On 09/19/2017 05:58 PM, Christoph Hellwig wrote:
On Tue, Sep 19, 2017 at 08:27:05AM -0400, Brian Foster wrote:
Please advise, is this a known bug? When can it happen? Is there a way
to work it around to avoid blocking?
I'm not sure how either could be considered a bug based on the stack
trace information alone. Allocations may require reading metadata and
reads are synchronous. This all seems like pretty basic filesystem
behavior.
I suppose performance may be a separate question. For the latter issue,
I'd be curious whether leaving more free space available in the
filesystem would help avoid running into busy extents. Perhaps having
more memory and thus a larger buffer cache for btree blocks could help
mitigate the former issue..? The deterministic workaround for both is to
preallocate the associated file. If the file would be too large, another
option may be to set an extent size hint to allocate the file in larger
chunks and amortize the cost of the allocations over multiple writes.

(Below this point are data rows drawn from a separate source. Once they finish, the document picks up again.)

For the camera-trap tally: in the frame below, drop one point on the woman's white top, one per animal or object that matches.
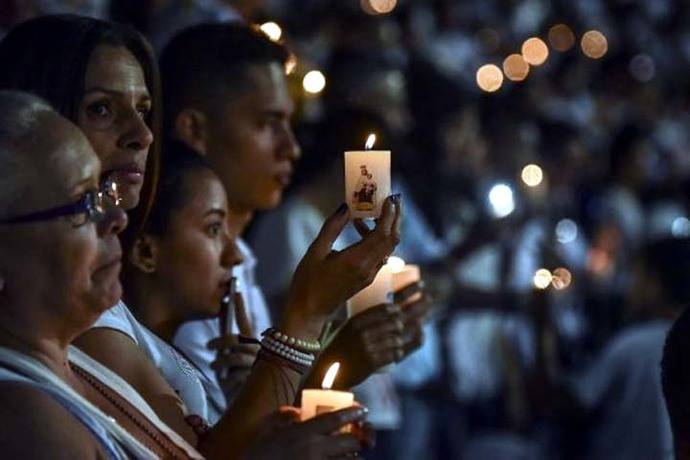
(177, 371)
(115, 440)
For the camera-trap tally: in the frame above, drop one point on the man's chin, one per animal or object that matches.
(270, 201)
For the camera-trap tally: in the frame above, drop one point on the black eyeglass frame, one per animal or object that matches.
(91, 205)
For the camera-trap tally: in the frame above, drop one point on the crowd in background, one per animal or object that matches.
(509, 370)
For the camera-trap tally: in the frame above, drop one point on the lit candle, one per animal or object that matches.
(315, 402)
(378, 292)
(404, 274)
(367, 180)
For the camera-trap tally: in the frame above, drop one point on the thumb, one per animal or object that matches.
(332, 421)
(330, 231)
(278, 420)
(244, 324)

Note that Linux 4.13 and later support a RWF_NOWAIT flag, that will
return -EAGAIN from io_submit for these conditions so they can be
handled by a thread pool.
Note that until a few years ago we performed all allocations from
a workqueue, this was changed by:
commit cf11da9c5d374962913ca5ba0ce0886b58286224
Author: Dave Chinner <dchinner@xxxxxxxxxx>
Date: Tue Jul 15 07:08:24 2014 +1000
xfs: refine the allocation stack switch
to only defer btree splits to a workqueue. With that previous scheme
there might have been an option to defer AIO allocations to a workqueue,
but the main issue with that is that the worker thread which is then
going to do the actual data transfer would have to "borrow" the
mm_struct from the submitter. That's the primary reason why something
like that was never implemented in mainline Linux.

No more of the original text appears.